Statement for the Press Briefing on the Deportation of Filipino Activists
— November 9, 2010Our experience of detention and deportation unmasks the pretensions of the G20 Summit to work for greater global fiscal stability, and reveals its disregard for peoples’ human rights and dignity.
As host of the G20 meeting, the South Korean government should be ensuring the connection between issues of concern for developing countries (like poverty, decent work, and fair trade among others) and efforts towards a sustainable economic growth and development. Instead, its actions only show that the agenda of the G20 countries will continue to disregard the economic and political rights of peoples.
As a migrants’ rights advocacy network, we see this concretely as the continuation of the exploitative “migration and development” agenda characterized by increased migration for the purpose of employment, irregular migration, continued promotion of temporary migration which deny migrant workers basic rights as changing jobs, family reunion and long term residence, lack of security, higher risks of abuse and violations of human rights, and placing the burden on poor, low-skilled migrant workers to help develop nations in the Global South through hard-earned remittances.

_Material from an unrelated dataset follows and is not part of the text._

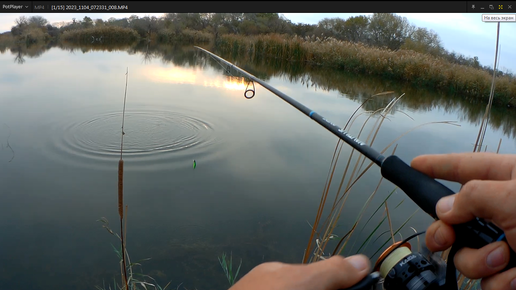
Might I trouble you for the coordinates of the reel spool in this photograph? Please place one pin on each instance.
(404, 270)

This agenda is a crucial part of corporate globalization and the restructuring of the global economy based on the neo-liberal model led by multinational corporations, powerful governments, and international financial institutions like the World Bank (WB). This however has terribly failed as evidenced by worsened poverty, job losses, endemic unemployment and underemployment, food insecurity, indebtedness, displacement of communities, and even the current climate crisis. Massive labour migration and migrants being used as cheaper, vulnerable and disposable workers to enhance global competitiveness have only enriched companies, businesses and the economic elites.
The recently concluded Peoples’ Global Action in Mexico also reports that migration policy is increasingly framed as a national security issue rather than a rights issue. National security has been used to justify increasingly restrictive immigration control regimes, tightening borders and forcing millions of migrants into irregular status. A perfect example of this is the “G-20 Preemptive Response” that the Lee Myung Bak administration adopted as early as May this year to justify special investigations, day and night raids, random street checking and arrests in areas with high concentration of foreigners . In other words, the G20 Summit was used as an excuse to further crackdown on undocumented migrant workers whom they also criminalize and racially discriminate against. In 2009, it was reported that the arrests and deportations of the current administration already passed the total figure of its predecessor.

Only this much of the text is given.